OpenTelemetry in a Node.js Production App: What Actually Works

I’ve set up observability from scratch more than once. The first time I did it properly — with OpenTelemetry — was during infrastructure work for a platform running on Kubernetes with a handful of Node.js microservices. Before that, we had logs scattered across CloudWatch, no tracing at all, and debugging a slow request meant guessing which service was the culprit.

OTEL fixed that. But the path from “installed the package” to “actually useful in production” has some gaps that most tutorials skip. This is what I wish I’d had.

What OpenTelemetry Actually Is

OpenTelemetry is a CNCF project that standardizes how you collect traces, metrics, and logs from your application. The key word is standardizes — you instrument once and send to whatever backend you want: Grafana Tempo, Jaeger, Datadog, New Relic, whatever.

The three signals:

Traces — the path a request takes across your services. A trace is made of spans; each span is one unit of work (an HTTP call, a DB query, a job execution).
Metrics — counters, gauges, histograms. How many requests per second, p95 latency, queue depth.
Logs — structured log records, ideally correlated with a trace ID so you can jump from a log line to the trace that caused it.

In practice, traces give you the most value first. Start there.

Project Setup

I’ll use a NestJS service as the example because that’s what most of my production Node.js work runs on, but the OTEL SDK is framework-agnostic. Express works the same way.

npm install @opentelemetry/sdk-node \
  @opentelemetry/auto-instrumentations-node \
  @opentelemetry/exporter-trace-otlp-http \
  @opentelemetry/exporter-metrics-otlp-http \
  @opentelemetry/resources \
  @opentelemetry/semantic-conventions

auto-instrumentations-node is the important one — it automatically patches http, express, nestjs-core, pg, redis, ioredis, and a bunch of other common libraries.
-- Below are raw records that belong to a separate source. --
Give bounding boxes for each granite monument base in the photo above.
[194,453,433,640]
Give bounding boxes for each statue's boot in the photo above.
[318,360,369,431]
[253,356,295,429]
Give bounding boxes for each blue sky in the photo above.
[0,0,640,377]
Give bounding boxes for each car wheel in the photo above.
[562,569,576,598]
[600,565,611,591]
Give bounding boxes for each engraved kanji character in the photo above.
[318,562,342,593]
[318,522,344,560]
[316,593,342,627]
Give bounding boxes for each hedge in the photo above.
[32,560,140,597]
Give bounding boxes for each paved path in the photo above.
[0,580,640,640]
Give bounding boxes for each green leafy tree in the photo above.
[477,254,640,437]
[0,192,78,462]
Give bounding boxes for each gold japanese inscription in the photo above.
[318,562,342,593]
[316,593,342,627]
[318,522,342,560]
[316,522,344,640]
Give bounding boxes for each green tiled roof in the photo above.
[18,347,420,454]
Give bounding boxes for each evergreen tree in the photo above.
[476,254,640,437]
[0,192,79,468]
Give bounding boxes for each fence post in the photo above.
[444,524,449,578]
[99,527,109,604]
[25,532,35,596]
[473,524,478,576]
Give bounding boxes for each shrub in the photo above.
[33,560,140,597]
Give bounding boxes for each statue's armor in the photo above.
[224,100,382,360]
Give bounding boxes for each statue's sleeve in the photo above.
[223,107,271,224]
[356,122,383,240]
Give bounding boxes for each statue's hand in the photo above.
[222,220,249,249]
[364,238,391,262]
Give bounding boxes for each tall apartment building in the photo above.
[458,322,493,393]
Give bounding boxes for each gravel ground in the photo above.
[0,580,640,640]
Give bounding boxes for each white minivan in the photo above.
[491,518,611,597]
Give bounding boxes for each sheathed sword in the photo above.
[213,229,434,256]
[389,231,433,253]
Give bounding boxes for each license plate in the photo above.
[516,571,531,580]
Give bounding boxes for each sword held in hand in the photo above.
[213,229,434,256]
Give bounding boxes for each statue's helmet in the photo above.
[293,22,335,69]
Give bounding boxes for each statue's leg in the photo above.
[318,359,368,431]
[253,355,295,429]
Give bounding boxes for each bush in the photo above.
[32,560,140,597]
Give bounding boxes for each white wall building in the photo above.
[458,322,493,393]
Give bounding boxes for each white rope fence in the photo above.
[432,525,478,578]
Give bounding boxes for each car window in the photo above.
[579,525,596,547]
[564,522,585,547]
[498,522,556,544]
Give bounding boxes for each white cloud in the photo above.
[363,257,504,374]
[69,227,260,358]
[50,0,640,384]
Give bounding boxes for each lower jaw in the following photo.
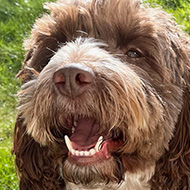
[68,152,112,166]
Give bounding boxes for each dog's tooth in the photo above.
[70,149,76,155]
[89,148,96,156]
[64,135,74,152]
[79,151,84,156]
[84,151,90,156]
[94,136,103,152]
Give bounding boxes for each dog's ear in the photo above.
[151,33,190,190]
[12,117,65,190]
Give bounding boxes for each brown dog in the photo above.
[13,0,190,190]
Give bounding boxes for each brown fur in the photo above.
[13,0,190,190]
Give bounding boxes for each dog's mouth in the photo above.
[65,117,123,165]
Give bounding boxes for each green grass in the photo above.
[0,0,190,190]
[0,0,55,190]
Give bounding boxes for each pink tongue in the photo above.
[70,118,100,148]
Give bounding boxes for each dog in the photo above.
[13,0,190,190]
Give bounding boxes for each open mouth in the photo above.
[65,117,123,164]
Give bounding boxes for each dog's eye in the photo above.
[126,49,142,58]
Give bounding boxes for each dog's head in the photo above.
[16,0,190,188]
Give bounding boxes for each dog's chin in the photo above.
[62,156,123,189]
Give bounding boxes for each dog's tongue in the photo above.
[70,118,100,148]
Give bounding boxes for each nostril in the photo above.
[53,71,65,84]
[75,72,94,85]
[53,63,95,98]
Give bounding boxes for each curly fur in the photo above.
[13,0,190,190]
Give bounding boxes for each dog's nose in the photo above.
[53,63,95,98]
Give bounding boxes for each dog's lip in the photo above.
[68,139,123,166]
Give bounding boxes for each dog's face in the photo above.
[16,0,189,188]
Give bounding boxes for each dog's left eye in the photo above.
[126,50,142,58]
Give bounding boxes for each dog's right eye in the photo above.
[126,49,142,58]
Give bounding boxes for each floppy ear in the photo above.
[12,116,65,190]
[151,31,190,190]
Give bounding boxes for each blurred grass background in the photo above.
[0,0,190,190]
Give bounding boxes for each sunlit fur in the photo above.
[13,0,190,190]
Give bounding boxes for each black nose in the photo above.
[53,63,95,98]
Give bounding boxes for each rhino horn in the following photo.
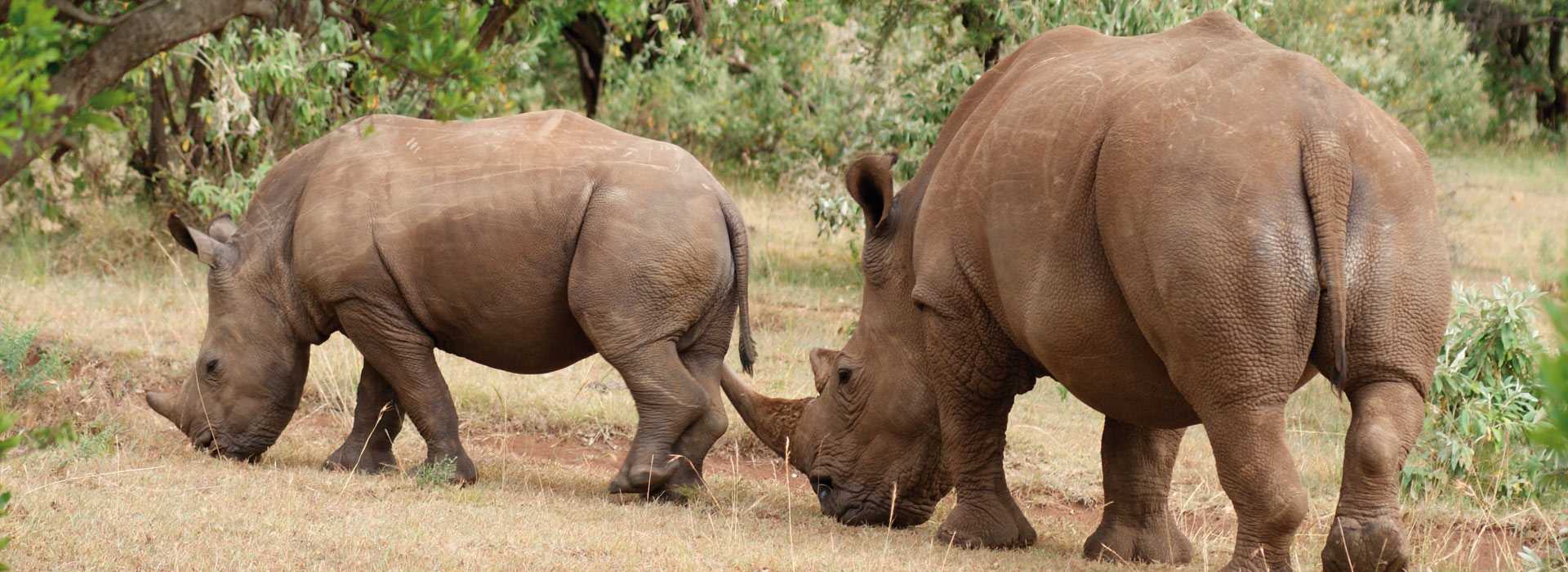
[147,391,180,427]
[719,369,811,459]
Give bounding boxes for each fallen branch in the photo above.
[22,466,167,497]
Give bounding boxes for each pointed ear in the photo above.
[811,348,839,393]
[844,154,898,232]
[207,213,240,244]
[169,212,238,268]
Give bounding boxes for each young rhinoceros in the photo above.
[147,111,755,497]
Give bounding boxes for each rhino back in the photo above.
[296,111,711,373]
[914,14,1432,427]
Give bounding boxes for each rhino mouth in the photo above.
[191,427,271,463]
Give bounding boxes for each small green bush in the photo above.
[1254,0,1494,145]
[1403,280,1565,500]
[1537,252,1568,451]
[414,458,458,487]
[0,324,68,400]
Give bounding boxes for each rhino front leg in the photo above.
[1084,417,1192,564]
[324,362,403,473]
[339,302,479,485]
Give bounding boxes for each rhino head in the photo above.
[723,155,951,526]
[147,213,310,461]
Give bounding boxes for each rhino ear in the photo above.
[167,212,238,268]
[207,213,240,244]
[844,154,898,232]
[811,348,839,395]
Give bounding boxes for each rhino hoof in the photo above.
[1323,517,1410,572]
[936,505,1036,548]
[1084,517,1192,564]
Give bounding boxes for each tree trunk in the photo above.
[0,0,276,181]
[185,58,212,169]
[561,12,610,118]
[1535,22,1568,130]
[474,0,527,51]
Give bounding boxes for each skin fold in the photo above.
[147,111,755,497]
[724,12,1449,570]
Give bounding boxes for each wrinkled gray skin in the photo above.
[147,111,755,497]
[724,12,1449,570]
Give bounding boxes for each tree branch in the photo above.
[0,0,276,181]
[474,0,527,51]
[50,0,163,25]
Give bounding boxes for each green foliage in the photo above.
[0,0,1555,232]
[414,458,458,487]
[1258,0,1493,144]
[1403,280,1565,498]
[1433,0,1568,143]
[0,324,66,400]
[0,0,65,157]
[1535,260,1568,451]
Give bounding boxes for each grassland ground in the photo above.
[0,152,1568,570]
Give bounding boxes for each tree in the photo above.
[1442,0,1568,133]
[0,0,276,181]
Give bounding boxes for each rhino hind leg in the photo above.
[1323,381,1423,572]
[665,342,729,495]
[1084,417,1192,564]
[323,364,403,475]
[605,340,710,500]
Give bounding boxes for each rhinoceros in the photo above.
[724,12,1449,570]
[146,111,755,495]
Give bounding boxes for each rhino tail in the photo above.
[718,193,757,376]
[1302,130,1352,387]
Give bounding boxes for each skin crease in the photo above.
[147,111,755,498]
[724,12,1449,570]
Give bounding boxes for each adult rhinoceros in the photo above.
[724,12,1449,570]
[147,111,755,495]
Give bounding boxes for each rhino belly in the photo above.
[375,172,595,373]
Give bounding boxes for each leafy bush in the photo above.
[1403,280,1565,498]
[414,458,458,489]
[0,324,66,398]
[1256,0,1493,144]
[1537,257,1568,451]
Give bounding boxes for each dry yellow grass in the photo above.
[0,159,1568,570]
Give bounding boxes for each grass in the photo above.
[0,154,1568,570]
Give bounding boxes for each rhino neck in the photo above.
[238,143,337,345]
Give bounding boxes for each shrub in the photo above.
[1403,280,1563,498]
[1537,257,1568,453]
[414,458,458,487]
[0,324,66,400]
[1254,0,1493,145]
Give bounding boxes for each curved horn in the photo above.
[147,391,180,427]
[719,369,813,461]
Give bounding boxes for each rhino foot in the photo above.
[1084,517,1192,564]
[610,467,688,505]
[1323,517,1410,572]
[936,498,1036,548]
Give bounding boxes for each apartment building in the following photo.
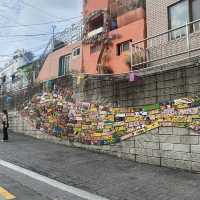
[83,0,145,74]
[132,0,200,71]
[0,50,32,92]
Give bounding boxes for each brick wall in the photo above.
[146,0,200,66]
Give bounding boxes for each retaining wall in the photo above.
[10,113,200,172]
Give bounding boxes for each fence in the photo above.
[131,20,200,70]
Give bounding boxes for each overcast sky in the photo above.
[0,0,82,67]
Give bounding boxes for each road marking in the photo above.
[0,187,16,200]
[0,160,109,200]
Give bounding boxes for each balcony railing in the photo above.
[131,19,200,70]
[41,20,83,63]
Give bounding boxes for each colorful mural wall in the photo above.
[22,89,200,145]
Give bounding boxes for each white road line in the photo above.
[0,160,109,200]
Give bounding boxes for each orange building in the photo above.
[37,0,145,81]
[83,0,145,74]
[37,42,82,82]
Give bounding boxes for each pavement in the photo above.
[0,133,200,200]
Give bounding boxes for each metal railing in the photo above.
[41,20,83,63]
[130,19,200,70]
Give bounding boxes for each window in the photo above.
[168,0,200,39]
[89,13,104,31]
[117,40,131,56]
[58,55,71,76]
[191,0,200,21]
[90,44,101,54]
[190,0,200,32]
[2,75,6,83]
[73,48,81,57]
[168,0,189,39]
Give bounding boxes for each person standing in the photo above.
[2,110,9,142]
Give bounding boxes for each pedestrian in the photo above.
[2,110,9,142]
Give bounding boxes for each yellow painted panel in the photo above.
[0,187,16,200]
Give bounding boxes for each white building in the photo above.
[0,50,31,92]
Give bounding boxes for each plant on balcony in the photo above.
[102,66,114,74]
[125,53,144,70]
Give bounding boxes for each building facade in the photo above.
[37,0,145,82]
[83,0,145,74]
[37,42,82,82]
[132,0,200,70]
[0,50,31,92]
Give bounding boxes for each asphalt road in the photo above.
[0,131,200,200]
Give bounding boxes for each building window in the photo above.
[90,44,101,54]
[190,0,200,32]
[168,0,189,39]
[168,0,200,39]
[2,76,6,83]
[58,55,71,76]
[117,40,131,56]
[73,48,81,57]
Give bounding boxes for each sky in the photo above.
[0,0,82,68]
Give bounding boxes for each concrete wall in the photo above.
[10,113,200,172]
[82,63,200,106]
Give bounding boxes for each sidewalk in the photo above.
[0,131,200,200]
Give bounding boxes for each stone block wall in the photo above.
[81,63,200,107]
[10,113,200,172]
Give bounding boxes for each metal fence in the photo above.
[41,20,83,62]
[131,20,200,70]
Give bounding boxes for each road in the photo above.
[0,133,200,200]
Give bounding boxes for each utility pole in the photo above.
[52,25,56,48]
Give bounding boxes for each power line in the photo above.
[0,16,81,28]
[20,0,66,19]
[0,33,52,38]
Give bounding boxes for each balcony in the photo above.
[130,20,200,74]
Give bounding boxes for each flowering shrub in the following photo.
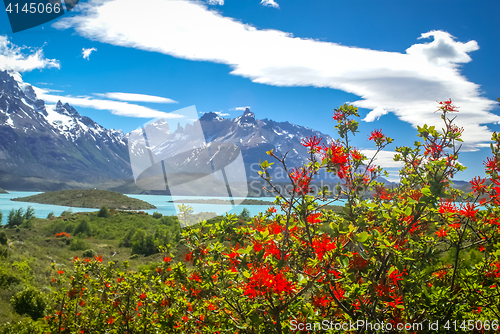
[38,100,500,333]
[54,232,71,238]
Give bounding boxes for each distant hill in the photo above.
[12,189,156,210]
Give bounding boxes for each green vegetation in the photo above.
[169,198,273,205]
[12,189,156,210]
You get spans for all your HTTP calls, DB queries, and cache operations without touching application code.

The Tracing Setup File

This file must be loaded before anything else — before NestJS bootstraps, before any imports. That means it needs to be a separate entry point.

// src/instrumentation.ts
import { NodeSDK } from '@opentelemetry/sdk-node';
import { getNodeAutoInstrumentations } from '@opentelemetry/auto-instrumentations-node';
import { OTLPTraceExporter } from '@opentelemetry/exporter-trace-otlp-http';
import { OTLPMetricExporter } from '@opentelemetry/exporter-metrics-otlp-http';
import { PeriodicExportingMetricReader } from '@opentelemetry/sdk-metrics';
import { Resource } from '@opentelemetry/resources';
import { SEMRESATTRS_SERVICE_NAME, SEMRESATTRS_SERVICE_VERSION } from '@opentelemetry/semantic-conventions';

const sdk = new NodeSDK({
  resource: new Resource({
    [SEMRESATTRS_SERVICE_NAME]: process.env.SERVICE_NAME ?? 'my-service',
    [SEMRESATTRS_SERVICE_VERSION]: process.env.npm_package_version ?? '0.0.0',
  }),
  traceExporter: new OTLPTraceExporter({
    url: process.env.OTEL_EXPORTER_OTLP_TRACES_ENDPOINT ?? 'http://localhost:4318/v1/traces',
  }),
  metricReader: new PeriodicExportingMetricReader({
    exporter: new OTLPMetricExporter({
      url: process.env.OTEL_EXPORTER_OTLP_METRICS_ENDPOINT ?? 'http://localhost:4318/v1/metrics',
    }),
    exportIntervalMillis: 15000,
  }),
  instrumentations: [
    getNodeAutoInstrumentations({
      '@opentelemetry/instrumentation-fs': { enabled: false }, // too noisy
    }),
  ],
});

sdk.start();

process.on('SIGTERM', () => {
  sdk.shutdown().finally(() => process.exit(0));
});

Then update your entry point:

// src/main.ts
import './instrumentation'; // must be first
import { NestFactory } from '@nestjs/core';
import { AppModule } from './app.module';

async function bootstrap() {
  const app = await NestFactory.create(AppModule);
  await app.listen(3000);
}
bootstrap();

Or if you use --require in your start command:

node --require ./dist/instrumentation.js dist/main.js

I prefer the --require approach for production because it makes it easy to toggle OTEL off without changing application code.

The Collector

You don’t send traces directly to Jaeger or Grafana from your app. You send to an OpenTelemetry Collector, which handles batching, retries, and fan-out to multiple backends.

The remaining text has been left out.